In light of the above, we invite contributions engaging with the following core questions raised by Eisenstadt’s oeuvre:

1. What are the claims of historical and religious sciences on the relation between social change and a cosmology opposing the world below to the transcendent realm?

2. How can we establish a dialogue between the micro-level argumentation of philology and the macro-level insights of sociology? How can the incomplete scholarship on Antiquity be used in support of a sociological theory? How can we prevent the still extant risk of literal interpretations of ancient sources?

3. What new contributions could be brought to Eisenstadt’s theory concerning the scarcity of revolutionary processes?

4. What links can be made today between the epistemic boom and the idea of revolution?
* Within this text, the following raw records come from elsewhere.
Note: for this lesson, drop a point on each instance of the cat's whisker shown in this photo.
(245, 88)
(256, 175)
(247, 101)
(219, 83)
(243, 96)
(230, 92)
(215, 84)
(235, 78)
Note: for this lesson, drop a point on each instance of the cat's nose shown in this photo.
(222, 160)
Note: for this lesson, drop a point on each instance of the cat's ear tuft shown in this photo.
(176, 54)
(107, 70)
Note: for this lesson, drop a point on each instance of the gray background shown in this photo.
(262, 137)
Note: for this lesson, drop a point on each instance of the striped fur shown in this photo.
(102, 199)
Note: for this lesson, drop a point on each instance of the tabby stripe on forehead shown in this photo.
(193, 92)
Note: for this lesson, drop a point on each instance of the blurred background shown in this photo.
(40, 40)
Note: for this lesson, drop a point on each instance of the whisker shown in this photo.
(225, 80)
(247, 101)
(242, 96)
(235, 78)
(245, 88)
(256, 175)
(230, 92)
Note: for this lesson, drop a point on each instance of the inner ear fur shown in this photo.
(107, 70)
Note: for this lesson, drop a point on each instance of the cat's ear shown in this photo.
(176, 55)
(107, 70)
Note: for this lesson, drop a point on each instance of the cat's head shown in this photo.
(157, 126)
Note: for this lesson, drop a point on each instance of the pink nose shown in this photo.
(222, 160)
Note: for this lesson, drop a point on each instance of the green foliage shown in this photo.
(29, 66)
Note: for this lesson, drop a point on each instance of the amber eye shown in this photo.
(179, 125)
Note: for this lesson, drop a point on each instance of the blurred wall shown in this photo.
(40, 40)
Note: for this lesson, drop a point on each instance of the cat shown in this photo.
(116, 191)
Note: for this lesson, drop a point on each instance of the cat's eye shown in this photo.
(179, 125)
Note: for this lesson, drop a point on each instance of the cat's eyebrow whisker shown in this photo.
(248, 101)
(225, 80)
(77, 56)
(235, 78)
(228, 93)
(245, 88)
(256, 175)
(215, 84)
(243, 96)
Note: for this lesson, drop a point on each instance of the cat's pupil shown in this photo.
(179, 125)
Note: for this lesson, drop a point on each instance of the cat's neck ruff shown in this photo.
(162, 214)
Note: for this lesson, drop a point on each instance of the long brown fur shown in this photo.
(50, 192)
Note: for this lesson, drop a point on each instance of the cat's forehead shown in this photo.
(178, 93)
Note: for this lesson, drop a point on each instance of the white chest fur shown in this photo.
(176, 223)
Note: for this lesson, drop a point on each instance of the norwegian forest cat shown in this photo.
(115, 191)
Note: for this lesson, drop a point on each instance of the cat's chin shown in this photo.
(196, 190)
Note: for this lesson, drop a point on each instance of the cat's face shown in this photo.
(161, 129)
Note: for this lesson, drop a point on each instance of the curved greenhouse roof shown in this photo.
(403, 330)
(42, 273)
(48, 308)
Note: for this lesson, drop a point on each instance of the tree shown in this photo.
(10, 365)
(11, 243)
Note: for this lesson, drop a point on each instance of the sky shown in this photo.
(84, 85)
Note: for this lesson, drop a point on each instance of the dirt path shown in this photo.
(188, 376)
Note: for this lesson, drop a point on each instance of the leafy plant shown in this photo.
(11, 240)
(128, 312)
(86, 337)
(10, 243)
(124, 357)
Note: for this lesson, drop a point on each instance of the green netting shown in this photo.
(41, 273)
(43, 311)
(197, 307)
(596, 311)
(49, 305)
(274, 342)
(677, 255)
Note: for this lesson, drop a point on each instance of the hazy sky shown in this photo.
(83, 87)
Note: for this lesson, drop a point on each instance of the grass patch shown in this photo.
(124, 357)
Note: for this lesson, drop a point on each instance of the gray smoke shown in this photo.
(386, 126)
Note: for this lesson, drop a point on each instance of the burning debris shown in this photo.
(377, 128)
5. What are the political consequences, especially in point of contemporary processes of radicalization, brought about by the end of the welfare state as a “charismatic location” for developing the cultural program of modernity and collective identity?

6. Many previously invisible—either dominated or exploited—identities have moved away from a marginal to a central position in society. By what means do they contest, in the name of their right to autonomy, the content of national cultural programs deemed to be too hegemonic?

7. Introducing the concept of multiple modernities is particularly valuable for rekindling the debate about the civilizational paradigm by distancing it from an inopportune, limiting association to the idea of a clash of civilizations and trying, instead, to seriously answer the question raised by Weber (one to which his detractors don’t have an answer): how can one explain the rise of Europe and, more generally, of the West? Taking into consideration how Weber’s partisans and detractors have made use of comparisons, it becomes obvious that a better knowledge of the advantages and limitations of a civilization-centered approach is necessary for understanding the commonly-shared, plural world in which we live. In more general terms, the question to answer in this respect is the following: to what extent has Eisenstadt’s contribution to the understanding of civilizational dynamics boosted comparatist studies?

8. The global world has also become the stage for understanding the mechanisms of deployment behind various forms of competition among various civilizations. If each such civilization is the bearer of a global, even universal, cultural program, how can one understand the dynamics of exchanges and hybridization of the various existing civilizations?